Maybe, Jaffer, you could tell us about other emerging trials in this patient population?
Dr. Ajani:
The 2 trials that we want to focus on today, one is called DESTINY-Gastric04. And this is ex-US. This is a second-line trial for HER2-positive tumor patients who have received HER2-directed therapy previously, and HER2 positivity is reconfirmed with a new biopsy. And patients are randomized to T-DXd or ramucirumab paclitaxel. This is a large enough trial that there is the likelihood that it will establish a new global standard.
The other trial is focusing on tucatinib which had shown tremendous benefit in breast cancer population. And tucatinib is a tyrosine kinase inhibitor in the HER2 signaling. So this is an interesting but also complicated study. So it is called MOUNTAINEER-02 trial. And this is a phase 2/phase 3 trial in which patients will receive the standard second-line therapy which is ramucirumab paclitaxel. But in addition to that, one group will receive trastuzumab and tucatinib, and the other group will receive placebo for both trastuzumab and tucatinib.
Dr. Smyth:
One interesting aspect to MOUNTAINEER goes back to what we were talking about regarding liquid biopsies. So patients can be recruited to MOUNTAINEER-02 using a positive ctDNA assay and without a biopsy. And I do think that’s an approach that’s likely to be useful in future.

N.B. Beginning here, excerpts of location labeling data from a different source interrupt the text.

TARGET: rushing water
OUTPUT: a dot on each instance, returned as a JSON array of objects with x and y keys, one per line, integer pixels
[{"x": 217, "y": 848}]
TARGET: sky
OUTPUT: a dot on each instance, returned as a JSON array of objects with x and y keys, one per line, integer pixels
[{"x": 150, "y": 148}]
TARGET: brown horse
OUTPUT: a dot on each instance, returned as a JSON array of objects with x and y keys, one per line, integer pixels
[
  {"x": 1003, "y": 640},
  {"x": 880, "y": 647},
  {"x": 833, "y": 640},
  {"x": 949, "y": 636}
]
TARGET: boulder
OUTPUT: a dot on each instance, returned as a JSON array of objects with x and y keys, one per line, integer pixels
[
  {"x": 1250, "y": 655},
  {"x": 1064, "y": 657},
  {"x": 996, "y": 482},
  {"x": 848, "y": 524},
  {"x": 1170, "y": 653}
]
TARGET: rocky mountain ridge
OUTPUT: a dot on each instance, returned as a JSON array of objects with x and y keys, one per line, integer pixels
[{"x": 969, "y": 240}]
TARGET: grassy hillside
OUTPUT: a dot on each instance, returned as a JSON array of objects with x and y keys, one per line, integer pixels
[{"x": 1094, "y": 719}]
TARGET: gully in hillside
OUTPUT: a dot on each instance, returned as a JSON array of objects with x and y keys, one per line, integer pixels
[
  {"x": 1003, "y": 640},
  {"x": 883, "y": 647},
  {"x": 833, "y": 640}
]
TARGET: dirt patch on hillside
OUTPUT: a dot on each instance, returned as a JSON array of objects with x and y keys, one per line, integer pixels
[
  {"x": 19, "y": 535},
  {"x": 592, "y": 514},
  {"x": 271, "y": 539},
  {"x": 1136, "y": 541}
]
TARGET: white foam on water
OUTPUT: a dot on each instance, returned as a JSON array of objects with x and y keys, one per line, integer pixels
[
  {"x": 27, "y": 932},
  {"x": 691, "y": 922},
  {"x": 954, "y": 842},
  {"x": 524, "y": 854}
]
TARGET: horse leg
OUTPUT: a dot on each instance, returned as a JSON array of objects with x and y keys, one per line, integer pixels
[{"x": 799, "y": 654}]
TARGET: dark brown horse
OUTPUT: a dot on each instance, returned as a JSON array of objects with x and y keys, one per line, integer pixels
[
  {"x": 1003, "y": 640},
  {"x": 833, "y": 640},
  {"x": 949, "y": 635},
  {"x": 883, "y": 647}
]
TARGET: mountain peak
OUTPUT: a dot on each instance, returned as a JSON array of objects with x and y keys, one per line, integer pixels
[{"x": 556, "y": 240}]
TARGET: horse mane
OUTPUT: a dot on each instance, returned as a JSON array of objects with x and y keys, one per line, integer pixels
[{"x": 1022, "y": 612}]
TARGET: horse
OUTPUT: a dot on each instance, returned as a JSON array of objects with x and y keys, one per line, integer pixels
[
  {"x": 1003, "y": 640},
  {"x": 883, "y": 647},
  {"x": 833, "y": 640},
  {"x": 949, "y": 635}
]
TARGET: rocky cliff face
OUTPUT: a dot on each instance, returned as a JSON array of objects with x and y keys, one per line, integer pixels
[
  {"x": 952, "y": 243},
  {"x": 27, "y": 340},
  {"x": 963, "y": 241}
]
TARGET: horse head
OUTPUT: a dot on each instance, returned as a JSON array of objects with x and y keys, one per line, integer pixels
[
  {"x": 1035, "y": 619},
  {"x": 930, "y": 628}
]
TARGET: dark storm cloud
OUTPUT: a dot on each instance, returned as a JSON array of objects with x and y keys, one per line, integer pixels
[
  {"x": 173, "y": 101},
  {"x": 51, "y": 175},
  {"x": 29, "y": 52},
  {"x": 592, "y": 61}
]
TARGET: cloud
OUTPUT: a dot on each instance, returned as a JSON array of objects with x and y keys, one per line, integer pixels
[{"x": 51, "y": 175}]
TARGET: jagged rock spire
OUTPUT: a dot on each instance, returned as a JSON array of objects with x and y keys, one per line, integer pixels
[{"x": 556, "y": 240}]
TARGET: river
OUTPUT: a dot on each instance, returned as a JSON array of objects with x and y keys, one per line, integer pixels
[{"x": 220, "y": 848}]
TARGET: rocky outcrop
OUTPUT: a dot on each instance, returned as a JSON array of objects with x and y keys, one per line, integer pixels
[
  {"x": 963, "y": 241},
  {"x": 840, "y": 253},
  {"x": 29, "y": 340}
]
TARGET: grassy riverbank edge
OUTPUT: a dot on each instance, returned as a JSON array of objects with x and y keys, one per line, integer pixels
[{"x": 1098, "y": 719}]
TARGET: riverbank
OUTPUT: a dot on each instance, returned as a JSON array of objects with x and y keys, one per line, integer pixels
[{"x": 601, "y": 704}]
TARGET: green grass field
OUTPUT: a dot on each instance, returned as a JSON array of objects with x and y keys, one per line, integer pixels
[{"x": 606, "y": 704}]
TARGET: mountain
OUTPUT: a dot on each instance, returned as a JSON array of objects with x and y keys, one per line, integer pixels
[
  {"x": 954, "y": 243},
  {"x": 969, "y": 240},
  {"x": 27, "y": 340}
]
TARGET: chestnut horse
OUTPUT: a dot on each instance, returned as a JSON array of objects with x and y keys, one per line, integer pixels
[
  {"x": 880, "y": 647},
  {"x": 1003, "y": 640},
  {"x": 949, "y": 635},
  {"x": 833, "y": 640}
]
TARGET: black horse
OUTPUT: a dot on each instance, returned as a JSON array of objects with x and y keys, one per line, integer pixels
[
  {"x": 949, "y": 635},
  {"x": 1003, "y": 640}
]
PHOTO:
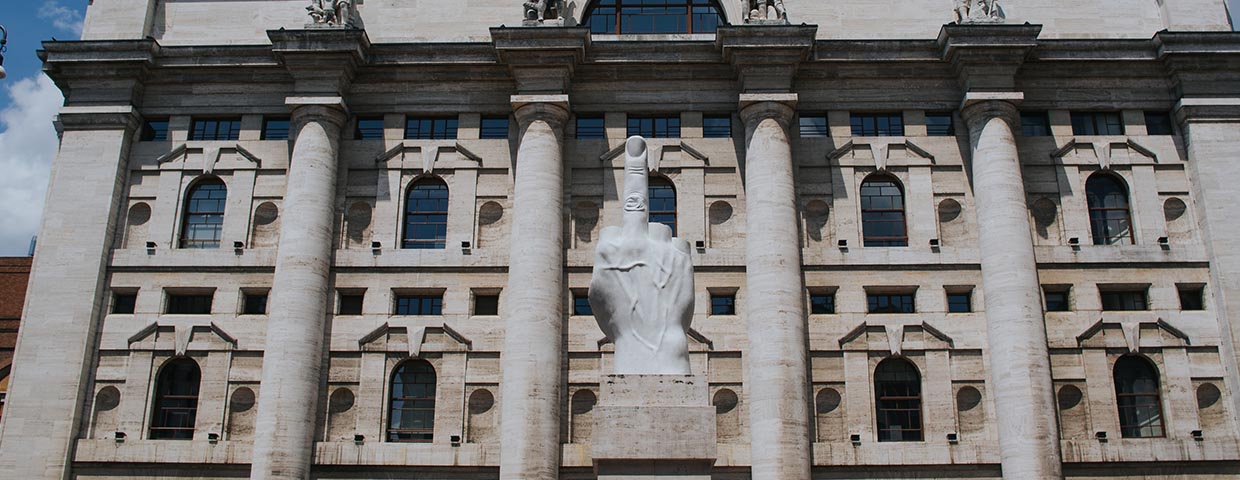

Well, I would say that this has been a fantastic conversation and before we wrap it up, Dr. Ajani, would you like to share any one take-home message with the audience today?
Dr. Ajani:
Yes, Lizzy. I think we have an active drug in second-line setting for HER2 tumor positive patients. The remarkable thing is that the duration of response and the rate of response is, as you mentioned, we never see that with chemotherapy. So we have a drug that has high response rate, durable response, but is associated with AEs, so we have to select patients very carefully and manage them very carefully. And I think it’s a true advance in the management of these patients that we have treated, but now, I think, we are entering a sort of a new dimension.
Dr. Smyth:
I couldn’t agree with you more. I think that this is a time of great excitement for oncologists who treat gastric cancer. And what we can expect to see over the next couple of years is moving these treatments, and in particular T-DXd, into earlier stages of disease, combining with chemotherapy and perhaps immunotherapy, and hopefully result in long-term better outcomes for our patients.
Unfortunately, that’s all we have time for today, so I want to thank our audience for tuning in and thank you, Dr. Jaffer Ajani, for joining me today and sharing all your valuable insights. It was really great speaking with you today.
Dr. Ajani:
Thank you, Lizzy, and I want to thank the audience for participating. And we hope you have learned something from our discussions today. Goodbye.